苦しくなって、嬉しくなって、何度も泣いた。
吃音でうまく話せない村内先生は、たいせつなことしか言わない。
生きづらさを抱える中学生たちの心の奥に寄り添っていくお話。

理性が出来上がっていく途中である中学生という中途半端な年頃、学校という狭いコミュニティの中では大人の世界よりも過酷な子供の残酷さがあり、例えば無意識に自分より下の存在を作っていくカースト上位群、相手の状況や気持ちに考えが及ばないことからの未熟な発言、簡単に受け流せない側の未熟さ、、
そういった全てのものから関わりを断とうにもにも断てない’狭さ’が、さらに強い苦しみの原因となる。

まさに本にあったとある女子の周りに全員が集まるような構図が、自分が小6の時にあった。順番に誰かを仲間はずれにしていくのに自分も途中まで加担した。順番が来て自分が仲間はずれにされた時、携帯電話の画面を歩き回って話しかけてくれるクマのアイコンだけが友達・・・なんて思ったこともあった。そのことを思い出した。(最後は思い切って離脱に成功し、離脱仲間もできて楽しく過ごせたので良かった)
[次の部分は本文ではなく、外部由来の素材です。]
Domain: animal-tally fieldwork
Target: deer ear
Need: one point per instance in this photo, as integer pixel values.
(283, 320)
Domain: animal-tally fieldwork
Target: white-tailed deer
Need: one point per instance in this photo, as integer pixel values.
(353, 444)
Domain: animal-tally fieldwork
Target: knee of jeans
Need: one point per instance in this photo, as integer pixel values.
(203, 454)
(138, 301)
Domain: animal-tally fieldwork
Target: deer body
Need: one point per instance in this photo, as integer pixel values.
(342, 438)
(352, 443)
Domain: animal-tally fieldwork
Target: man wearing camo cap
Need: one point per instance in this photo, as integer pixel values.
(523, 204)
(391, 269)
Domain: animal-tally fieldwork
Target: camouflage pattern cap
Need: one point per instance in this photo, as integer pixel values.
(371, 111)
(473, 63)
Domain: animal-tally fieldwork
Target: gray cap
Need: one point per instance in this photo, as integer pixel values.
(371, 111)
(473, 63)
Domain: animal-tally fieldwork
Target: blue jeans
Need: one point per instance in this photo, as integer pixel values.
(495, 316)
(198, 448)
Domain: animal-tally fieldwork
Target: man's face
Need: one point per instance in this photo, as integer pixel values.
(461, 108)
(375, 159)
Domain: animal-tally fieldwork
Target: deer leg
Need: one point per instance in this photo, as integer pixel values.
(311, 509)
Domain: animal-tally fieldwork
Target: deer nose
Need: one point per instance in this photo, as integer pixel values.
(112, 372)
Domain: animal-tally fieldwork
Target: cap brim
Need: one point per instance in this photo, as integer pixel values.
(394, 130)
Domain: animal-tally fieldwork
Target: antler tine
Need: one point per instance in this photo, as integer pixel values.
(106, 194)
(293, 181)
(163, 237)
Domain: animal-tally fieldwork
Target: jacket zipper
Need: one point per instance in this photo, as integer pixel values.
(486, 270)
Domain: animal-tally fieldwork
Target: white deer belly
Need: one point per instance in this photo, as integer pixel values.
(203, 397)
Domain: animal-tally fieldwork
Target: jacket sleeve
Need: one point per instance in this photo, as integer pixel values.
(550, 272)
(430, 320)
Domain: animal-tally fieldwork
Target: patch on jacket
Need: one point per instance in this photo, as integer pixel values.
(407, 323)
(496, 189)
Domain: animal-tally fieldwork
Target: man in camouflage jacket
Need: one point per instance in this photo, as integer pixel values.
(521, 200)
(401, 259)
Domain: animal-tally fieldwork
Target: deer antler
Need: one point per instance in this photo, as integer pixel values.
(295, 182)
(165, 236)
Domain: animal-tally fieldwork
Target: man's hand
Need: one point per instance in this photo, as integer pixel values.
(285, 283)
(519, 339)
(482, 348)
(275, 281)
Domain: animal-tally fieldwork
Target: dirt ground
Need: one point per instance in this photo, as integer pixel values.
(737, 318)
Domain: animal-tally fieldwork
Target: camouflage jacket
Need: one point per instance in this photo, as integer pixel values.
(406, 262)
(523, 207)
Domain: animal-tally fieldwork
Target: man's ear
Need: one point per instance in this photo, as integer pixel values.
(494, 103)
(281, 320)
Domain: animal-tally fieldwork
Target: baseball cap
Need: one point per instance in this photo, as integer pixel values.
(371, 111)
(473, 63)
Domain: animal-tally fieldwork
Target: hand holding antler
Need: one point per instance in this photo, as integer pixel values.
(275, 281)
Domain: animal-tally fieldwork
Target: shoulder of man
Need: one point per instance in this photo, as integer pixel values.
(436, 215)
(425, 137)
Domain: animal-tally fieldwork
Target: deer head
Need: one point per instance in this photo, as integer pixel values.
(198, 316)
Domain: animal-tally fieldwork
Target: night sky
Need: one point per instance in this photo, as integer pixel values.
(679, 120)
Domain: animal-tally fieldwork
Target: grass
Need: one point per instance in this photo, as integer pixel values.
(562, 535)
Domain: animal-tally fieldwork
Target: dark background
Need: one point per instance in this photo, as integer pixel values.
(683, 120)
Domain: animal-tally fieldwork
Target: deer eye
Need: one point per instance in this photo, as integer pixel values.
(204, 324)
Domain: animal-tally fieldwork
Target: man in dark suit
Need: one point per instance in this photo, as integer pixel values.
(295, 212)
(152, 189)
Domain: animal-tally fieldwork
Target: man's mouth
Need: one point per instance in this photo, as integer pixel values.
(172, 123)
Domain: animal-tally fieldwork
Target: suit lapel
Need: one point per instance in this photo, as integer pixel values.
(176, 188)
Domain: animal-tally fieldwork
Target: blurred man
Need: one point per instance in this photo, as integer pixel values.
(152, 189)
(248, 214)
少しずつ大人になるとそういうことはなくなる、少なくともあからさまなものは当然無くなる。特に今や会社のハラスメントが厳しくなっているので、ある意味理性が未成熟な生徒で構成され、簡単には罰則ともなりづらい学校の方が無法地帯だろう。

昨年2024年の日本の子どもの自殺数は527名で、歴代最多らしい。慣らすと1日1人以上の子どもが亡くなっていることになる。未遂や、そこまで至らなくても辛い思いをしている子はたくさんいるのだろう。
村内先生のように、心の奥底に寄り添ってくれる存在が、1人でも多くの子に現れますように。
自分も子を持ったら、また読み返したい本だと思いました。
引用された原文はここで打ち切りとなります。